I need something breath taking and rare!


----------



## DJRansome (Oct 29, 2005)

The highest odds of success with peacocks are keeping them alone. The next highest odds are keeping them with haps. Among mbuna, yellow labs with peacocks have a high success ratio. More rambunctious mbuna are likely to cause the peacocks to mute their colors, be stressed and have trouble competing for food.

Have you looked through the hap profiles for haps that are 6" or less at maturity?


----------



## Desi&lt;3 (Feb 13, 2008)

i have a little bit but not much


----------



## vmayers (Feb 1, 2007)

If you are looking for something with a different body shape and would like to stick with peacocks you could try Aulonocara rostratum.


----------



## hollyfish2000 (Aug 23, 2007)

You say you have two "red eureka." If they are both male, you have to remove one. If one is a female, you're going to have hybrid peacocks before long.

You really have three basic Malawi options:

A male peacock/hap tank, which is quite beautiful and fun to stock.
A peacock tank with males and females, which limits your color and number of different peacocks to avoid cross-breeding
A mbuna tank

You really need to decide and then stock accordingly . . .


----------



## Desi&lt;3 (Feb 13, 2008)

I understand the red eureka thing. Im still in the growing out process with them both (on the 2" side) I am waiting to see which one colors up first and I will keep that one and return the other one for a differen peacock species.
Now I have a question! could I keep a couple females in a 40gal? Would it worked if I put the male in when I wanted them to breed?

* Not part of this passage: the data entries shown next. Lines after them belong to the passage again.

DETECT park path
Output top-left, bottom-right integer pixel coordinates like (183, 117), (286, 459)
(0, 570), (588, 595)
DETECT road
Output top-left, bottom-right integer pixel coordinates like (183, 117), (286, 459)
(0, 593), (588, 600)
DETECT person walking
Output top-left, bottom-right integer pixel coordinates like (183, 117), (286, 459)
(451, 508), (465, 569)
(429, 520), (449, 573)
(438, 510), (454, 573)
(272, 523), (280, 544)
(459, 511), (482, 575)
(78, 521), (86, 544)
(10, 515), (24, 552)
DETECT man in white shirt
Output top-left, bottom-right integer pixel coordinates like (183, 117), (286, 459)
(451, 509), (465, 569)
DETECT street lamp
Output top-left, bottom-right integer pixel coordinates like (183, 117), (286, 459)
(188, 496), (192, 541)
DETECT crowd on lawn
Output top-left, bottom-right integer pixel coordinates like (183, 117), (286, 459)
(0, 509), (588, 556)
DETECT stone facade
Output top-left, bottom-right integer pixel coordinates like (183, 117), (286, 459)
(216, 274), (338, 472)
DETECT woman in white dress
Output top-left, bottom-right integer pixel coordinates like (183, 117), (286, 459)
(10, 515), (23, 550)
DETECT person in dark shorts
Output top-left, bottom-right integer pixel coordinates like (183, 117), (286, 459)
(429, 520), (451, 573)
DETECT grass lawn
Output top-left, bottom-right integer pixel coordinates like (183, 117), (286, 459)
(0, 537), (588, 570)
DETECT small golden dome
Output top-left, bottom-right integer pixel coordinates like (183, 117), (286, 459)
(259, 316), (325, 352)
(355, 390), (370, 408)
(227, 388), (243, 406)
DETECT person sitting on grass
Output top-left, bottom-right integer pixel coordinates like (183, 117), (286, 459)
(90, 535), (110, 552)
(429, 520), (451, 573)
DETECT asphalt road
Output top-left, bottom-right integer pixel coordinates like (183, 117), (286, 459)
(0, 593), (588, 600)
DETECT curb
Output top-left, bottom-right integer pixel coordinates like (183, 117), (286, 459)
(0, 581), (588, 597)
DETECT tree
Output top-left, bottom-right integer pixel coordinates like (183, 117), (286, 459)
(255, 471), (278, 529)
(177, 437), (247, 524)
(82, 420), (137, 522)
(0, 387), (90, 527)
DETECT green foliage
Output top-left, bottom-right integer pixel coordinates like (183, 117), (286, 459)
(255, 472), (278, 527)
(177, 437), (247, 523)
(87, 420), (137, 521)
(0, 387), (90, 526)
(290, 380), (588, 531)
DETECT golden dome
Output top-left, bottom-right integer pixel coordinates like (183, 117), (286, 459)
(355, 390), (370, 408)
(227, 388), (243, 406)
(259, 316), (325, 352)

Im going to guess not but I want other people to tell me no first! aaah the fun of keeping cichlids.
I also have a yellow calvus in with them. I know several people who keep them w/ their peacocks and they get along fine. The two species dont even notice eachother!
Only 2 of my peacocks are getting some color (the benga yellow and the albino).
I am also going to start adding more males more often. What other species would go well with the current ones I have (I like the Aulonocara rubescens but have no idea on the aggression level).
The guy at my LFS keeps trying to get me to get the red shoulder (would that work?)
I dont want any haps as of right now. They dont really bring that much color and some are to aggressive while others are to shy. I think I will go all male peacock (and my calvus and featherfin cat, the last hap i had beat the **** out of him)


----------



## hollyfish2000 (Aug 23, 2007)

You get check aggression level of all the peacocks on the profiles page. Ruby reds are not terribly aggressive and a particular favorite of mine. I do not have trouble between my Eureka Red and my Ruby Red, but it might depend on the coloring of the them . . .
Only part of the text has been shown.